Il a ajouté que tout criminel qui tue des gens pour des ambitions politiques doit être arrêté et faire face à la justice “en écopant des peines de prison les plus lourdes”.

Par ailleurs, M. Mantashe a mis en garde que toute intervention du parti au pouvoir ne devrait pas occulter le fait que la tâche de dissuader la criminalité incombe aux responsables de l’application des lois dans le pays.
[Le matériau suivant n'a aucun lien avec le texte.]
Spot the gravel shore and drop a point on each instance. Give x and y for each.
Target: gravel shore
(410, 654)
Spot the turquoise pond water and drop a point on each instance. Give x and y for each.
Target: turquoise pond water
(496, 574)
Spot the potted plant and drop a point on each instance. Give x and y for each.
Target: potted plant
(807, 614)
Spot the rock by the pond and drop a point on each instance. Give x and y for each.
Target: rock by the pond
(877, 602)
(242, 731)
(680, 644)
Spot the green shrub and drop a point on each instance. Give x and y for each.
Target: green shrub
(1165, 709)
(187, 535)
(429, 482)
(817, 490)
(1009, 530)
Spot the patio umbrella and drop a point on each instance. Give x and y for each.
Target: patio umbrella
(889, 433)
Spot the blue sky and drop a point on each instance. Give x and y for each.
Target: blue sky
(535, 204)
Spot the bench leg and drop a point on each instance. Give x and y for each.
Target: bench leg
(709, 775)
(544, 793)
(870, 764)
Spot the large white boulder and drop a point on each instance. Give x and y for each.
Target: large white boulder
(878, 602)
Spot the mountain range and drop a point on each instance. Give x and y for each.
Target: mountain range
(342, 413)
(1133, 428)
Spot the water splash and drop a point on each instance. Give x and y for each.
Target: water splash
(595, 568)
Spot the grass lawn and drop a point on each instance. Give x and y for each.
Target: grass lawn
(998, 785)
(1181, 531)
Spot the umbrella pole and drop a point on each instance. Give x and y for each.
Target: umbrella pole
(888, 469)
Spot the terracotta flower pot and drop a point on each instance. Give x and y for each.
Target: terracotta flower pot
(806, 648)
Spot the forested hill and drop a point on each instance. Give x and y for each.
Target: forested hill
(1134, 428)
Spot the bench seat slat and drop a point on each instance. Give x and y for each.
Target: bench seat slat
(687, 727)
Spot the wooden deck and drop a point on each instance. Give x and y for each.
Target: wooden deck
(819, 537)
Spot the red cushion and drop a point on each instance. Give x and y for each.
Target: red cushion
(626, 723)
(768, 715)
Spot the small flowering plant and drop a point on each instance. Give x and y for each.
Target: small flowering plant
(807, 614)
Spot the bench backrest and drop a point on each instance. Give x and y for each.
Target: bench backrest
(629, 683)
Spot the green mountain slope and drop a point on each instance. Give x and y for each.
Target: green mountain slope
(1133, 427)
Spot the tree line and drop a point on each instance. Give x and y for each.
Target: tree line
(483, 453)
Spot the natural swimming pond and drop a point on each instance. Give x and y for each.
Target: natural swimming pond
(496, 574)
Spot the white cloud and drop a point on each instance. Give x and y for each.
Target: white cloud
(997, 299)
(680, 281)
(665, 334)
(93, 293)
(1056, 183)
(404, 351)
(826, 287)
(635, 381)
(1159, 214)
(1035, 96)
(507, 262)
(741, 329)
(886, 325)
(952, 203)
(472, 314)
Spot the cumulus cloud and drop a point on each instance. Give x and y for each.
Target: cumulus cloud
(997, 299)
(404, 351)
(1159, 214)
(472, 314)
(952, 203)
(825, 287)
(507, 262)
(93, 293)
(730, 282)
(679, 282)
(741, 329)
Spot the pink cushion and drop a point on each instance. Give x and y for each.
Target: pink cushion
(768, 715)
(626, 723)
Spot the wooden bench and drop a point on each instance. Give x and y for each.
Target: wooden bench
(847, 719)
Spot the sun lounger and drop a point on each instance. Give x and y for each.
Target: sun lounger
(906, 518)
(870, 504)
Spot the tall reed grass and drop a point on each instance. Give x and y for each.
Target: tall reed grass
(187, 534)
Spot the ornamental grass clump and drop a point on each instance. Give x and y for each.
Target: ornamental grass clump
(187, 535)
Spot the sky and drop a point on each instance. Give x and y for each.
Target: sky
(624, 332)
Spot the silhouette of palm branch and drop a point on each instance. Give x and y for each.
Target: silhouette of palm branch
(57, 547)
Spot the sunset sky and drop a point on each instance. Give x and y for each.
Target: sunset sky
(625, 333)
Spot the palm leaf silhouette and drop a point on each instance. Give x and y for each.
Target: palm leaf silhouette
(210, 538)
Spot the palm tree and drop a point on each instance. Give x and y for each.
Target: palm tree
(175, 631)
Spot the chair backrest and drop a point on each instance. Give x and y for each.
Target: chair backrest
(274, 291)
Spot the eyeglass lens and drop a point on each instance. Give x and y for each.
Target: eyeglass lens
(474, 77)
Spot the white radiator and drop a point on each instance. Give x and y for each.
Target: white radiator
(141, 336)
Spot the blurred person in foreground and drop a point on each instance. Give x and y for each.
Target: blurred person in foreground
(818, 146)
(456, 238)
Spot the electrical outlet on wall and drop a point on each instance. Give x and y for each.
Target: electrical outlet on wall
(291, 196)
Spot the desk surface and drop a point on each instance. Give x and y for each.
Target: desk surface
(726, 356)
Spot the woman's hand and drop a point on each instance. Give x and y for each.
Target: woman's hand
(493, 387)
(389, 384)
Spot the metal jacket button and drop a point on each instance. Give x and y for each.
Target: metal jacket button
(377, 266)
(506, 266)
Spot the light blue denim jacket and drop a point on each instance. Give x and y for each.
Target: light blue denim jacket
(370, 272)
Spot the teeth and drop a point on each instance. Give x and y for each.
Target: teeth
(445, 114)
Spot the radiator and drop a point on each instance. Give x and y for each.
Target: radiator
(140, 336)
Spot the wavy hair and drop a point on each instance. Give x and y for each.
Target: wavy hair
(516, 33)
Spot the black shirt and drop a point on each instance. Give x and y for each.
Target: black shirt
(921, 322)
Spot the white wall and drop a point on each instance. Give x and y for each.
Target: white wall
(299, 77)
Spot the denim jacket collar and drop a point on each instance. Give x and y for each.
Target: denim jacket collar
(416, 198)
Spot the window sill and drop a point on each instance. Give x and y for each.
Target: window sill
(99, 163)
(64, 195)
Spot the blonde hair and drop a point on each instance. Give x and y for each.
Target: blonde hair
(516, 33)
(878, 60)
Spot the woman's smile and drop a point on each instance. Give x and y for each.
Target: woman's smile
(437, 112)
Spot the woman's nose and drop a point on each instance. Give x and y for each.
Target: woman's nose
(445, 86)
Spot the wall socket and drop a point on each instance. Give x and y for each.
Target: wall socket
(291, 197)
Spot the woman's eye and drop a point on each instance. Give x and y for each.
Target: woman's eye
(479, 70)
“Tuer une personne est une infraction pénale, donc de tels incidents doivent être traités en cette qualité. Tout effort pour s’écarter de cela ne peut qu’aggraver la situation”, a-t-il poursuivi.

Il a de même relevé que “l’ANC ne remplira jamais le rôle de la police. Le parti ne peut qu’avertir les camarades qu’ils ne peuvent pas s’entre-tuer pour des raisons politiques, mais il ne peut pas remplacer les agents d’autorité”.

Ces commentaires sont intervenus suite à une série d’assassinats politiques perpétrés depuis le début de l’année dans plusieurs régions dans le pays.

Lundi dernier, Andile Andries, un conseiller de quartier de l’ANC dans la ville de Nelson Mandela Bay, et Lubabalo Keso, membre du comité exécutif régional, ont été abattus par des individus non identifiés.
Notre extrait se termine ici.